Weeks later, she asked me at bedtime what happened after we died. I told her no one knew for sure but some believe you become an angel while others believe you are reborn in a new body. She awoke to declare

“I’m not going to be a flying angel. I want to come back in lots of different bodies and learn to crawl and walk all over again.”

Since then, the practicality of daily life has somewhat smothered her spiritual side. But when we were offered a choice of scriptures at school we decided to let her learn about all faiths and planned to move her to different classes over the years. We chose Baha’i as a starting point because it accepts all religions come from one divine source and Bahá’ulláh was the latest prophet.

Within weeks she was humming little prayers and talking about unity, equality, goodness and compassion. But when I tried to move her to Hinduism, she refused. Now, she’s put the kibosh on trying ethics classes. “No, Mum, I belong to Bahá’ulláh. I can’t move.”

My son, meanwhile, chose Jesus and has just begun Anglican classes. Last week, he met me at the school gates screaming “Mum you didn’t tell me I had two fathers!”

It was only after shocked parents had parted like the Red Sea did he finish the sentence.

“I’ve got Daddy at home and Daddy the God man in the sky!”

Now that he’s the son of the school harlot, he probably needs his faith more than ever. So I doubt he’ll do ethics either.

My kids’ experiences illustrate that scripture classes are clever short-term recruitment drives. And, I believe, this is why some churches are against ethics classes.

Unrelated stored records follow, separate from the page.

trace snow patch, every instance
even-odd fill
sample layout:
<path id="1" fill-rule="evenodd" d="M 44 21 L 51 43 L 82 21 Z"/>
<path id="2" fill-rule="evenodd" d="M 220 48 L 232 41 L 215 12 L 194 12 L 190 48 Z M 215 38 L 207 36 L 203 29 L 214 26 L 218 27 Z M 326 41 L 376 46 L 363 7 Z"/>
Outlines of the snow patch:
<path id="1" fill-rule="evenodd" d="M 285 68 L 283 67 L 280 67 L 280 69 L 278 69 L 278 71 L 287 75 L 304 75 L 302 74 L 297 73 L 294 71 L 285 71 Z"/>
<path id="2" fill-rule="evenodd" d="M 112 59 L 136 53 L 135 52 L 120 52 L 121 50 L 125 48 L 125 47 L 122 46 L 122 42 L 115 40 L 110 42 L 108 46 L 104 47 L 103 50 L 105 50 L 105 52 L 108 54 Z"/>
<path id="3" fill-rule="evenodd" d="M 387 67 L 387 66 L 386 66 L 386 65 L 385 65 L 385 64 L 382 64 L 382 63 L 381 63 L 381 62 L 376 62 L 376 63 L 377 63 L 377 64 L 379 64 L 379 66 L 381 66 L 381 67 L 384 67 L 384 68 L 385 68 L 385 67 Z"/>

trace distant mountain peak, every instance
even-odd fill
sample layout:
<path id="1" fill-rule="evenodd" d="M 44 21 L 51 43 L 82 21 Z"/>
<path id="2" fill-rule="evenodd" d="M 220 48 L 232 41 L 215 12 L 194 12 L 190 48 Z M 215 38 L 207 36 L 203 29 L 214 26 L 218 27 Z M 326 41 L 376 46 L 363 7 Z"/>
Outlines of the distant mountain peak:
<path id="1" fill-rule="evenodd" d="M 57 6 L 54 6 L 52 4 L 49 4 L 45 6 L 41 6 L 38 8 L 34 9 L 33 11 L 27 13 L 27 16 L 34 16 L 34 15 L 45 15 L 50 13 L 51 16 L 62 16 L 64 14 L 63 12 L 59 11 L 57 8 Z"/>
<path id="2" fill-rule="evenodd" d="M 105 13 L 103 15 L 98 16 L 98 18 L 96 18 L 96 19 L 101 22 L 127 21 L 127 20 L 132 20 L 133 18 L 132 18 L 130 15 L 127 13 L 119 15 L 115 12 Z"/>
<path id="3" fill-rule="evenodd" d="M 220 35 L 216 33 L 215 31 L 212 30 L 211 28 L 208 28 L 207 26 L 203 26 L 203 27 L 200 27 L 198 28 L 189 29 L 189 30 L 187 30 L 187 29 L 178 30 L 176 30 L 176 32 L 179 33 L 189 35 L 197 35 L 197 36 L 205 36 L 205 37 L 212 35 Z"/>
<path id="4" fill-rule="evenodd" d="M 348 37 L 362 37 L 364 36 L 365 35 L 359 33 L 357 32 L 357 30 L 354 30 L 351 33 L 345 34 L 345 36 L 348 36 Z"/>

The current rather ridiculous investigation about repealing NSW ethics education should admit this straight up. It’s an O’Farrell government effort to keep Fred Nile on side and its committee contains his fellow Christian Democrat Paul Green (whose maiden speech revealed how he was reborn to God, of his passion for special religious education in public schools and of being burnt at the stake in a childhood accident). Liberal MP David Clarke is also on board; a Fred Nile fan who promised in his maiden speech to “uphold and advocate the conservative, mainstream and Christian-based truths and values … with missionary zeal".

That zeal showed in the committee early on with David Clarke coming close to bullying a Parents4Ethics volunteer by badgering her about bioethicist Peter Singer’s views about sex with animals. It was as irrelevant as later talk about euthanising disabled children and cannibalism. Green committee member John Kayne called it McCarthyism and soon after they did indeed discuss communism. Tax payers dollars at work here people!

The committee will soon attend an ethics class to witness wonderful discussions that are taking place. A volunteer told me she gets goose bumps at times at the beauty, insight and thoughtfulness on display. I doubt all of the committee members will have the same reaction.

A Sydney Morning Herald poll found that 92 per cent of people believe in ethics classes. That’s many more than believe in God. But be prepared for a call for the classes to be abolished or absorbed into scripture. If the NSW Government acquiesces to such zealotry, I will take my children out of scripture and march in the street to demand that scripture gets the hell out of public schools.

Until then I’ll let my children learn about different faiths and hope in this household we can practice acceptance, love and a belief in goodness. I owe it to India - the land that accepts faith in millions of fabulous forms - and to my daughter, who was made there.